Molecular and morphological phylogenetic analysis of an insular radiation in Pacific black flies (Simulium).

Syst Biol

Department of Biology, University of Vermont, Burlington, VT 05405-0086, USA.

Published: February 2001

Ecological adaptation within islands may have figured prominently in the insular radiation of black flies (subgenus Inseliellum) in the Society Islands, French Polynesia. To aid in understanding the sequence of ecological shifts in this group, we have constructed a phylogeny by using morphology, the cytochrome oxidase I (COI) gene, and the small ribosomal subunit (12S) gene.

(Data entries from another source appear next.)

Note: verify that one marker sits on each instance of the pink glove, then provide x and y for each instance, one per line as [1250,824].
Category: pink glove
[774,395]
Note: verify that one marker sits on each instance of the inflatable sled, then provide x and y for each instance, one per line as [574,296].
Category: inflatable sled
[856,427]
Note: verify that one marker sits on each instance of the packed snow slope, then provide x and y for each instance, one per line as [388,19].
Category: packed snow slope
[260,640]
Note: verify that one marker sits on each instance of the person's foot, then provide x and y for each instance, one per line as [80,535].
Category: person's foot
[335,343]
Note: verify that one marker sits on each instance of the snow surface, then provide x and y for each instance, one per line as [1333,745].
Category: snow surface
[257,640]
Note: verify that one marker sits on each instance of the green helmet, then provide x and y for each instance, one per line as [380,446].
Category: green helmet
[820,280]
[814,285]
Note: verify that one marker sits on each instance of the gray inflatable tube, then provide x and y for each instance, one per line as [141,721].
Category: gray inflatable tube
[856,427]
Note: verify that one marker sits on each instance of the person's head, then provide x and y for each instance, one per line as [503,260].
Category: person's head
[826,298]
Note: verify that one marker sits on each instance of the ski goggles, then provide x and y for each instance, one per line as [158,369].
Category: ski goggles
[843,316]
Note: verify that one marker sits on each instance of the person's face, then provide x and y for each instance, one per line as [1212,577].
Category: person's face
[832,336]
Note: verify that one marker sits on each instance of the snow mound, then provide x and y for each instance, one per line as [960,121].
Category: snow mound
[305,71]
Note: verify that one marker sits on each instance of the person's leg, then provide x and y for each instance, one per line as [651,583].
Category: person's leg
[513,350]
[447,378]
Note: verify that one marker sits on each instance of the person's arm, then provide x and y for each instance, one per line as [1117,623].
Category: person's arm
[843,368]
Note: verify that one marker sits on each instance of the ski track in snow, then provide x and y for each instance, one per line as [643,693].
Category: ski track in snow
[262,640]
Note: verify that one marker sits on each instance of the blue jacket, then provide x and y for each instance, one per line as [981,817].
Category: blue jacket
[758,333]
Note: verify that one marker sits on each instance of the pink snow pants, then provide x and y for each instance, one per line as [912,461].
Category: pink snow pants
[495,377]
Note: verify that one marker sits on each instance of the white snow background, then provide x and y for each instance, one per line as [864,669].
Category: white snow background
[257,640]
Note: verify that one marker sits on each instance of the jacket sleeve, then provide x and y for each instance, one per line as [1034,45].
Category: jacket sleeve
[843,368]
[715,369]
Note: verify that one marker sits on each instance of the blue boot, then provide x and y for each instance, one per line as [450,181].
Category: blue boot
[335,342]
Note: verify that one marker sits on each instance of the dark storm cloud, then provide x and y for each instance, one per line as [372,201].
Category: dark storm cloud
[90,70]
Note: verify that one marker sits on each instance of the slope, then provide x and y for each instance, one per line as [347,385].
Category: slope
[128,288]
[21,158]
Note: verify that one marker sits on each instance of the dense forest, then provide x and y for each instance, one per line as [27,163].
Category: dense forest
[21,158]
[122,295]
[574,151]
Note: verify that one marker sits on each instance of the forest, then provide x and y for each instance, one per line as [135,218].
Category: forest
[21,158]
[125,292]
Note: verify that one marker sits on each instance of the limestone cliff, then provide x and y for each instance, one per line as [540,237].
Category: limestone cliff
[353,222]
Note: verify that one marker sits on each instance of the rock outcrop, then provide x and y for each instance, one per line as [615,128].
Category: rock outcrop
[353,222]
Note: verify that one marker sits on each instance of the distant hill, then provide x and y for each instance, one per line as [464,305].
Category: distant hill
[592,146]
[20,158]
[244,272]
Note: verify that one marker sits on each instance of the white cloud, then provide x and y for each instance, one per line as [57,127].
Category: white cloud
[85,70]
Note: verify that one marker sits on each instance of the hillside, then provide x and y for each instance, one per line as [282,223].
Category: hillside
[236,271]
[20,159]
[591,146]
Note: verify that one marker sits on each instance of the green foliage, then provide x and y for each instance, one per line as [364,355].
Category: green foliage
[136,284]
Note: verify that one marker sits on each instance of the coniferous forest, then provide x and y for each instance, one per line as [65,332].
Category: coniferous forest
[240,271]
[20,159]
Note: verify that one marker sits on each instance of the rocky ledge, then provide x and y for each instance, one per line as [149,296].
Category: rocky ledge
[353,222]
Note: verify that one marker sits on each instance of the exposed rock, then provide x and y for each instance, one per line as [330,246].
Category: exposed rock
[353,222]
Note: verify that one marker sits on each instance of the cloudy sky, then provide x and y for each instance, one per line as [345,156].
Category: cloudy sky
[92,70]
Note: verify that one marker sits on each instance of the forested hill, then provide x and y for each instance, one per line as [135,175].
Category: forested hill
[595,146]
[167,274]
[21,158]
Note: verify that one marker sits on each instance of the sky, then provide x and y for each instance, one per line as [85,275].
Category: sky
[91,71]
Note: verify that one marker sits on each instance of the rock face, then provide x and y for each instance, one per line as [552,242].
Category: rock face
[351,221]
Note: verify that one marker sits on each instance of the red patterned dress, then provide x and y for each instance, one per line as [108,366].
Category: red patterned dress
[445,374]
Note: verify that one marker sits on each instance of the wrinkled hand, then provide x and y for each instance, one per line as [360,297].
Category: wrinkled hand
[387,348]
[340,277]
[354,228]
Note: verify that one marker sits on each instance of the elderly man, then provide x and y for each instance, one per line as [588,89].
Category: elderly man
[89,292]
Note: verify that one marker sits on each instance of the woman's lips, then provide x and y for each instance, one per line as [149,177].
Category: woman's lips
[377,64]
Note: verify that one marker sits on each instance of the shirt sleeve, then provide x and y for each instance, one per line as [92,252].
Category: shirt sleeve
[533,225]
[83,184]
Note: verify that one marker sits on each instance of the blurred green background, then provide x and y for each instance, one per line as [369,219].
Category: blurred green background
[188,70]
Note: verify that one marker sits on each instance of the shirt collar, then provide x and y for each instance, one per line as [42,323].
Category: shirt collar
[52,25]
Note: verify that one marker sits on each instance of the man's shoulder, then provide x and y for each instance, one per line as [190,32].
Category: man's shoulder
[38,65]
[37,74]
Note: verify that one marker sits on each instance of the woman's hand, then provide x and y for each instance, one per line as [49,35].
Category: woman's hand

The strong influence of COI on the combined analysis tree was evident from its contribution to the partitioned Bremer support (62%). The net effect of including 12S was to reduce overall tree support. Different character sets resolved different portions of the combined analysis tree, with COI resolving recent lineages, 12S resolving basal relationships, and morphology supporting the monophyly of taxa having smaller larval feeding fans (oviceps group). The Partition Homogeneity and Kashino-Hasegawa tests indicated significant incongruence between morphological and mitochondrial data. The Templeton test revealed that morphology and the combined (COI + 12S) mitochondrial data were incongruent. This conflict stems primarily from disagreement over the monophyly of taxa having much smaller larval feeding fans. Either convergence in a subset of morphological characters, low phylogenetic signal among mitochondrial sequences, or lineage-sorting causing the mitochondrial data to track an incorrect evolutionary history may be responsible for these results.